Yes, it absolutely answers my questions. It (1) confirms my belief, stemming from what I think is a correct interpretation of a simple/elegant design; and (2) adding a "queue manager" would be the way to get what I was suggesting, but it does not yet exist and would need careful thought and planning.

I'm working future more into my workflow, so as my familiarity with it grows and my "annoyance with the wait" grows (not annoyance, I hope you know what I mean), perhaps I'll have a few spare moments to look more at how I could control it. I understand how it would fit into future.batchtools, though I wonder if it is really a meta-batchtools, because theoretically it could sit in front of many other types of plans.

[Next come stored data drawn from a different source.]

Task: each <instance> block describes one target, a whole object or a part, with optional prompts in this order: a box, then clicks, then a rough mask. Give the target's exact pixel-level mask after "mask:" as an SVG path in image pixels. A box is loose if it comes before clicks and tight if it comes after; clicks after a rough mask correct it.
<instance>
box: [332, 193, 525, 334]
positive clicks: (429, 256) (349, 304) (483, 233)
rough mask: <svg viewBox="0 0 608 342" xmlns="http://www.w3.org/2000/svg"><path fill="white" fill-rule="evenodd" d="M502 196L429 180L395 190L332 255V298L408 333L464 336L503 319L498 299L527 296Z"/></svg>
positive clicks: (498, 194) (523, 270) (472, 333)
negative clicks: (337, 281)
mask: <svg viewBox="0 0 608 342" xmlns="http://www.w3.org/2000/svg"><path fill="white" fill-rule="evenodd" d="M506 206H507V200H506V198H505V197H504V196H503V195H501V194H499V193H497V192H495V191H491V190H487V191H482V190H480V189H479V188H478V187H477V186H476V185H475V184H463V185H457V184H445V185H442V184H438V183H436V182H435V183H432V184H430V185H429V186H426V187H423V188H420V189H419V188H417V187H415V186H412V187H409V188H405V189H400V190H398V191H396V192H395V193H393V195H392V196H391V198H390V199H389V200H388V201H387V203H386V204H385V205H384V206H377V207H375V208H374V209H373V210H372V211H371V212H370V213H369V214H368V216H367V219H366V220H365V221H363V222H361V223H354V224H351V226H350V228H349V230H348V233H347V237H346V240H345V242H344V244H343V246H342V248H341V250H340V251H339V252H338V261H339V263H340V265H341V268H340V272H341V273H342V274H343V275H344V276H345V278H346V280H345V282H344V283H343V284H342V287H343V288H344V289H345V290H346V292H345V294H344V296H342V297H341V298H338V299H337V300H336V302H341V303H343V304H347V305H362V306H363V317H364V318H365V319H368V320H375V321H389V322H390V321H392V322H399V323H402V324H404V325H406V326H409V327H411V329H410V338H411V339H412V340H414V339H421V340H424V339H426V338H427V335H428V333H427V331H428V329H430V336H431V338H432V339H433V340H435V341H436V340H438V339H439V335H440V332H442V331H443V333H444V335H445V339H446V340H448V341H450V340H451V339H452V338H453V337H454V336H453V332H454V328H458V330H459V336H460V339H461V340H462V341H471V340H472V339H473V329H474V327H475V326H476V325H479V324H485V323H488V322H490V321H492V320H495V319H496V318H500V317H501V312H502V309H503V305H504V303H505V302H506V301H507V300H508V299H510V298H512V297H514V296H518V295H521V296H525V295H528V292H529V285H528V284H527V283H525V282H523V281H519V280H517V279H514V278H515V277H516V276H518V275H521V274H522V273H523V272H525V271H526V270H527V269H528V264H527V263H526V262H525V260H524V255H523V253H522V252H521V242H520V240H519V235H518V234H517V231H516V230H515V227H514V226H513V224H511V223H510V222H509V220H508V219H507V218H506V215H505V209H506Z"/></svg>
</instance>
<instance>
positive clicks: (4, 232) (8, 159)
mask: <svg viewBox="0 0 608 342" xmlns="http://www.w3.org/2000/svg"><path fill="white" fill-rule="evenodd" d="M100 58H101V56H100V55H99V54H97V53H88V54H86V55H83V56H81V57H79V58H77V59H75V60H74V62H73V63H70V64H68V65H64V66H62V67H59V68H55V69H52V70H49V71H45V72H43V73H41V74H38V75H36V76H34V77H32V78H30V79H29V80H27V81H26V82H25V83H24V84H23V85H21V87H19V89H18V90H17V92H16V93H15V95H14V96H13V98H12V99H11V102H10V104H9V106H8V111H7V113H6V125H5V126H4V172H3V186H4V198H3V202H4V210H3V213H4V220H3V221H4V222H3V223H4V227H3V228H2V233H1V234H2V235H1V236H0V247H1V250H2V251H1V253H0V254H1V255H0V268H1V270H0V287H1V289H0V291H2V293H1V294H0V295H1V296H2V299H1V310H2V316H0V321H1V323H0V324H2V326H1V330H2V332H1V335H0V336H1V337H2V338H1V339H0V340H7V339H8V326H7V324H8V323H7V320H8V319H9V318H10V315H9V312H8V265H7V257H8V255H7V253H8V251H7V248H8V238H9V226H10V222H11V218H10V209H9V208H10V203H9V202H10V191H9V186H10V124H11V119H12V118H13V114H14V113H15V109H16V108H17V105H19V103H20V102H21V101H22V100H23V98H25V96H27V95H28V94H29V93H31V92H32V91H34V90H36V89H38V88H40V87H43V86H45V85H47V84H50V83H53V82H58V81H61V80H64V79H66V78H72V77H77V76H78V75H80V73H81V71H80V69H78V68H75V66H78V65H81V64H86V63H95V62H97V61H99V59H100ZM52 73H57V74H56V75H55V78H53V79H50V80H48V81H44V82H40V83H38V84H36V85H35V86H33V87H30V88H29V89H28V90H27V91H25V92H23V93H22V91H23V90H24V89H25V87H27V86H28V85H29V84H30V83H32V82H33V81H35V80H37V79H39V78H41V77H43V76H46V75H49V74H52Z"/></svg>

I'm assuming that attempting this would result in a double-copy of all data, is that right? As I said before, my workflow includes data where this transfer is not insignificant). Granted, I'm using parallelism because the calc time is much higher than data-transfer, so I believe "2 times transfer time" will still be sufficiently under calc-time as to be acceptable.

Thanks again, Henrik! I appreciate the quick and thorough replies.

(BTW: my hope is to push this job I'm working on onto a server with 40 cores and 256GB ram, where I really will have more workers than jobs. That'll be nice, your package makes that effort much easier than I'd jerry-rigged with parallel:: and friends.)